Sousveillance - in Literature

In Literature

  • We (novel) by Yevgeny Zamyatin.
  • 1984.
  • The Light of Other Days – A novel set in a world with a complete lack of privacy; anyone can view the activities of anyone or anything else, including looking into the past.
  • The Transparent Society.
  • Lacey and His Friends – A novel set in a world where nothing is private, where privacy is illegal and where private acts are monitored by camera continuously. Some of these records are unavailable except to authorized investigators. Small exceptions for passwords and other authorization systems are allowed (boxes over keyboards), etc. David Drake basically envisions a world without any privacy whatsoever, where the privacy of the powerful is regarded as a threat by the society.
  • The Neanderthal Parallax – A parallel-worlds novel, in which Neanderthals inhabit the alternate Earth. Their justice system (and part of the plot) depends on an embedded forearm implant that continuously records everything in your environment and transmits it to the alibi archive, accessible by your word or by court order. Thus any observer or close relative of a victim can report a crime and open that part of the archive to investigators, effectively ending most serious crime.
  • Earth – A novel set in the future, where personal cameras are ubiquitous and privacy is at best rare and often unavailable.
  • Freeze Frame – Is a film featuring Sousveillance.
  • The Final Cut – Another film featuring sousveillance.

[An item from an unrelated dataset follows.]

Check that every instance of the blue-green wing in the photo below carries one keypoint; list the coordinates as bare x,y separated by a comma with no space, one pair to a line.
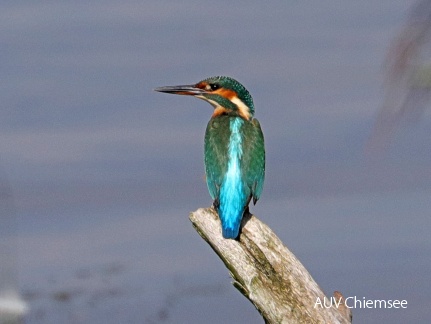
253,158
216,154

  • Stranger in a Strange Land – Robert A. Heinlein's 1961 novel features characters whose profession of Fair Witness serves the function to act as human cameras to impartially observe and recall, but not interact in, events and human interactions, thus serving as a functional sort of sousveillance.
  • Blue Remembered Earth - Alastair Reynolds's 2012 novel where Earth and most of the Solar System are "The Surveilled World". The only unsurveilled areas where people live are under the Earth's oceans and on the dark side of the Moon.